The code that you need to complete has been marked with TODO comments.
Before starting this project, familiarize yourself with Chapter 5 of the textbook. In addition to the lectures, this will give you a solid foundation for beginning your work.
Source code is available in a tarball in the /homes/cs352 directory, which can be copied into your working directory and expanded by doing the following:
cp /homes/cs352/Fall15/project3.tar.gz ./ tar -xvf
If you wish to integrate the project into an Eclipse project, follow the directions on this blogpost to create an Eclipse project using the included Makefile.
To make the project, type "make" as per usual. To run your project, go into the bin directory and type:
./p3.sh file.mjwhere file.mj is a Mojo source code file. This will print out the types declared in the input program, and should also check for semantic errors in the input program.
A litany of tests have been included in the p3tests directory in the base directory of the project. Run these on your semantic analyzer to check for correct functionality. Each test is a Mojo file that the included canonical Project 3 Parser accepts as gramatically (but not necessarily semantically!) correct.
You should turn in your src/mojo/Semant.java file, using the turnin command available on CS Unix machines. To turn in your project, make sure that you are in the directory that contains your Semant.java file (src/mojo). Then type the following:
turnin -c cs352 -p project3 Semant.java
To verify your turned-in work, do:
turnin -c cs352 -p project3 -v
We will create a set of test cases, and then compare the output of your solution to our reference implementation. Grading test cases are intended to test separable functionality of your type checker. Towards the end of the project period, we may release the results of our own tests to demonstrate what the type checker should produce.

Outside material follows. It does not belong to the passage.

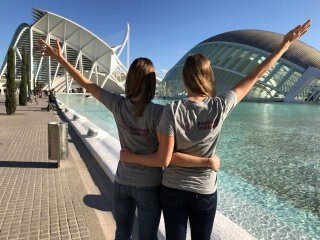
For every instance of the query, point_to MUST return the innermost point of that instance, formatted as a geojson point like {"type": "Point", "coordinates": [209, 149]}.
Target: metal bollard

There will be a reconciliation period after initial grading when you will be able to compare outputs of your type checker with those of the reference implementation, and you may then offer simple fixes for the TAs to apply to your implementation to improve your grade. These fixes will be accepted only at the discretion of the TAs and the instructor — we will judge what "simple" means!
The reconciliation period is only intended for you to be able to fix simple problems that you may have mistakenly overlooked. Thus, you must make sure to test your implementation thoroughly.